Outro elemento que vem se celebrando nas circunstâncias da eleição de Biden, trata-se especificamente da sua vice, Kamala Harris — uma mulher negra. Boa parte do eleitorado de Biden foi influenciada pela presença de uma mulher negra na chapa, isso como reflexo da massiva insatisfação das bases populares que se intensificaram no meio desse ano, com manifestações extremamente expressivas. Mas esse é um elemento que vale mais atenção do que a própria celebração. O indentitarismo por si só não pode promover vitórias, principalmente quando falamos na máquina imperialista ianque. Parecem se fazer esquecer que os EUA já tiveram uma mulher negra despontando nas lideranças dos governos nacionais estadunidenses, conhecida como Condoleeza Rice, secretária de Estado de George W. Bush (2001–2008). Uma ferrenha combatente do “terror” no Oriente. Rice defendeu inúmeras vezes aquilo que ela chamava de “guerra ao terror” — política expansionista e de ataques deliberados aos países no Oriente que os EUA julgavam “suspeitos de estarem promovendo o terror”. Ela também enfatizou como foi benéfico o golpe armado pelos ianques no Iraque em 2002. Em suma, uma mulher que promoveu e participou ativamente nas políticas do governo Bush contra os povos soberanos mundo afora.

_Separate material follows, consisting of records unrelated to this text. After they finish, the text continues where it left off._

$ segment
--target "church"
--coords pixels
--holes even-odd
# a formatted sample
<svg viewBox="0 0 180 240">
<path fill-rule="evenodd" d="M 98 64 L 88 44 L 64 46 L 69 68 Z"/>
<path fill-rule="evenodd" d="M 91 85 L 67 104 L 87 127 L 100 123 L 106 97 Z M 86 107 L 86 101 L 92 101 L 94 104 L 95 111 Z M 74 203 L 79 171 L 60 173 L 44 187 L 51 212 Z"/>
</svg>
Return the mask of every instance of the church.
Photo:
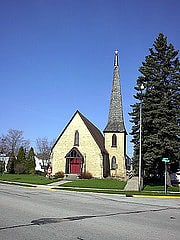
<svg viewBox="0 0 180 240">
<path fill-rule="evenodd" d="M 61 171 L 66 176 L 80 176 L 89 172 L 95 178 L 126 179 L 126 135 L 116 50 L 109 116 L 103 133 L 77 110 L 51 149 L 52 174 Z"/>
</svg>

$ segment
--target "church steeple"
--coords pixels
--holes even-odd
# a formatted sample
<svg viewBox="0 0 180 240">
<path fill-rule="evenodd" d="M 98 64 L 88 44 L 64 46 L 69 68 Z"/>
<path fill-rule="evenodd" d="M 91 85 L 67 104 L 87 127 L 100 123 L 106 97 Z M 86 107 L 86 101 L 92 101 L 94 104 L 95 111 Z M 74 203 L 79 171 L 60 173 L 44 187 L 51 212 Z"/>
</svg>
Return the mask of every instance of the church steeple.
<svg viewBox="0 0 180 240">
<path fill-rule="evenodd" d="M 122 96 L 120 87 L 120 74 L 118 64 L 118 50 L 115 51 L 114 55 L 114 73 L 112 92 L 110 100 L 110 109 L 108 124 L 104 129 L 105 132 L 126 132 L 124 127 L 123 109 L 122 109 Z"/>
</svg>

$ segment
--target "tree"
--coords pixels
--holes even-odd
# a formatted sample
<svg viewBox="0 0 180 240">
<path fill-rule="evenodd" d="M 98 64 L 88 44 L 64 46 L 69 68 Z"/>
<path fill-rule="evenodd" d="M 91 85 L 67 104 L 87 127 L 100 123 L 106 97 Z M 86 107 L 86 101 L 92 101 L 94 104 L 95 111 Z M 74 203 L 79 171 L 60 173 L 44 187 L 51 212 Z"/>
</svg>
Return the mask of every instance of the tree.
<svg viewBox="0 0 180 240">
<path fill-rule="evenodd" d="M 7 172 L 8 173 L 15 173 L 14 165 L 15 165 L 16 157 L 11 153 L 9 156 L 9 161 L 7 164 Z"/>
<path fill-rule="evenodd" d="M 28 152 L 27 159 L 26 159 L 26 172 L 27 173 L 35 172 L 36 163 L 35 163 L 34 156 L 35 156 L 34 149 L 31 147 Z"/>
<path fill-rule="evenodd" d="M 12 153 L 17 156 L 18 150 L 21 146 L 26 150 L 29 149 L 29 140 L 24 139 L 23 131 L 9 129 L 7 135 L 2 134 L 0 146 L 4 153 Z"/>
<path fill-rule="evenodd" d="M 147 176 L 162 176 L 163 157 L 170 159 L 171 170 L 176 171 L 180 149 L 180 62 L 178 51 L 160 33 L 149 49 L 145 62 L 139 68 L 141 76 L 135 87 L 136 100 L 142 100 L 142 159 Z M 144 92 L 140 86 L 145 86 Z M 134 143 L 133 160 L 138 167 L 140 103 L 132 105 L 131 134 Z"/>
<path fill-rule="evenodd" d="M 23 147 L 19 148 L 17 159 L 14 165 L 15 173 L 25 173 L 26 172 L 26 153 Z"/>
</svg>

A história está aí para não deixar mentir. A busca pelo “menos pior” só pode acabar num jogo metafísico para saber se atingimos algum saldo desprezivelmente positivo. A derrota de Trump não pode significar necessariamente a derrota da extrema-direita no estrito senso, como vimos aqui. Essa eleição e a mudança na administração imperialista só faz realinhar as políticas da extrema-direita no plano dos limites estéticos do formalismo da democracia burguesa. É preciso observar com cuidado os próximos passos dessa nova fase na política estadunidense. Devido aos elementos apresentados anteriormente, não conseguimos exprimir qualquer celebração na vitória de Biden. Pelo contrário, observamos de forma crítica essa nova guinada, atentos para a atualização da extrema-direita nos termos da placidez e tenacidade no conservadorismo estadunidense.